Earth-to-Tables Legacies celebrate World Food Day 2021

Each year, we celebrate World Food Day on October 16. To celebrate this event, Earth to Tables Legacies project has decided to reflect on the relationship between food sovereignty and breastfeeding. In its photo essay Mother’s Milk, collaborators speak about the connectivity between nourishment, localization, and food sovereignty which can all be accomplished through breastfeeding.

In both rural and urban, settler and Indigenous communities in Canada and Mexico, the diverse collaborators face both obstacles to and support for the practice of breastfeeding. As this year's World Food Day theme is  “Our Actions are our Future”, the Mother’s Milk essay aims to reflect the values of nourishment and sustainability that we hope to see for the future of food.

Learn more about the diverse cultural practices among its collaborators and storytellers, and the supports as well as the obstacles to breastfeeding in their different contexts at https://earthtotables.org/essays/mothers-milk/ 

We also recently observed the National Day for Truth and Reconciliation in Canada on September 30. Through the Earth-to-Tables project exchange,  food stories among the project collaborators also offer a window into the colonial food legacies among the Haudenosaunee (Indigenous-settler dialogue between PhD student Chandra Maracle and Ian Mosby).

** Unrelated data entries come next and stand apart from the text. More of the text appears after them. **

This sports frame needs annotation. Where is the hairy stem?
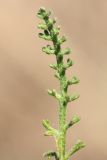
[37,8,85,160]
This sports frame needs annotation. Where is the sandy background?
[0,0,107,160]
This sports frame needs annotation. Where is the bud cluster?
[37,7,85,160]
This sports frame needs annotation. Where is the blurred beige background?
[0,0,107,160]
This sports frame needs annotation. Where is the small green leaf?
[68,76,80,85]
[62,48,71,55]
[37,23,47,30]
[42,45,55,54]
[59,36,67,44]
[39,33,52,41]
[49,64,57,70]
[65,115,80,129]
[66,140,86,159]
[67,94,80,102]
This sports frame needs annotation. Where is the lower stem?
[59,103,66,160]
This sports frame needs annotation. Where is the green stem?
[38,8,85,160]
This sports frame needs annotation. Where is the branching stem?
[37,8,85,160]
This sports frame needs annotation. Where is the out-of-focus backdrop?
[0,0,107,160]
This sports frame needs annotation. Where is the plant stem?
[38,8,85,160]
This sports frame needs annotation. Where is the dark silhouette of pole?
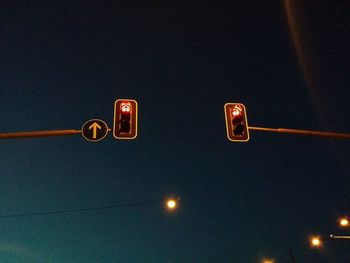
[288,246,295,263]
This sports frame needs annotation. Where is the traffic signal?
[113,99,137,139]
[224,103,249,142]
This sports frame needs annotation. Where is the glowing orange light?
[232,105,242,116]
[339,217,349,227]
[166,199,176,210]
[120,103,131,112]
[310,237,322,247]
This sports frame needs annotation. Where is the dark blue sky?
[0,0,350,263]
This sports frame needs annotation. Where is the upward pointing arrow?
[89,122,101,139]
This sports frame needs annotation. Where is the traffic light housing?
[224,103,249,142]
[113,99,137,139]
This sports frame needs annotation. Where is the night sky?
[0,0,350,263]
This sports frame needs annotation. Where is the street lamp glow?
[310,236,322,247]
[339,217,349,227]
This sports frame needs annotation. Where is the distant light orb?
[166,199,177,210]
[311,237,322,247]
[339,217,349,227]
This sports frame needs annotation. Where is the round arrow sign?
[81,119,108,142]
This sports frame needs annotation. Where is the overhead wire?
[0,201,157,219]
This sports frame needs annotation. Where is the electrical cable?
[0,201,157,219]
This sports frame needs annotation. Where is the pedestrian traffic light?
[113,99,137,139]
[224,103,249,142]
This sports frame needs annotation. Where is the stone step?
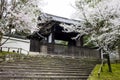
[0,65,92,70]
[0,72,89,76]
[0,69,91,74]
[0,63,94,68]
[0,75,88,80]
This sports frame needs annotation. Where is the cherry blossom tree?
[62,0,120,57]
[0,0,40,45]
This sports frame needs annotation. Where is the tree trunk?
[0,31,3,46]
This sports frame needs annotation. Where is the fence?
[40,44,100,59]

The Earth to Tables Legacies interactive website – earthtotables.org  – uses food as an entry to current critical issues, such as Indigenous-settler relations, food justice and sovereignty, and anti-racism in the food movement. The launch of the interactive website offers facilitator’s guides for each of the videos and photo essays. A full-color companion book will be available in 2022 from Rowman & Littlefield Publishers.

For the past six years, Professor Emerita Deborah Barndt has worked with alumna Lauren Baker as co-editor and PhD candidate Alexandra Gelis as co-director to co-create the website and book with 14 food activists in Mexico, Ontario and Quebec. Kiera Brant-Birioukov, Mohawk scholar and new member in York’s Faculty of Education, is a new collaborator taking on a leadership role.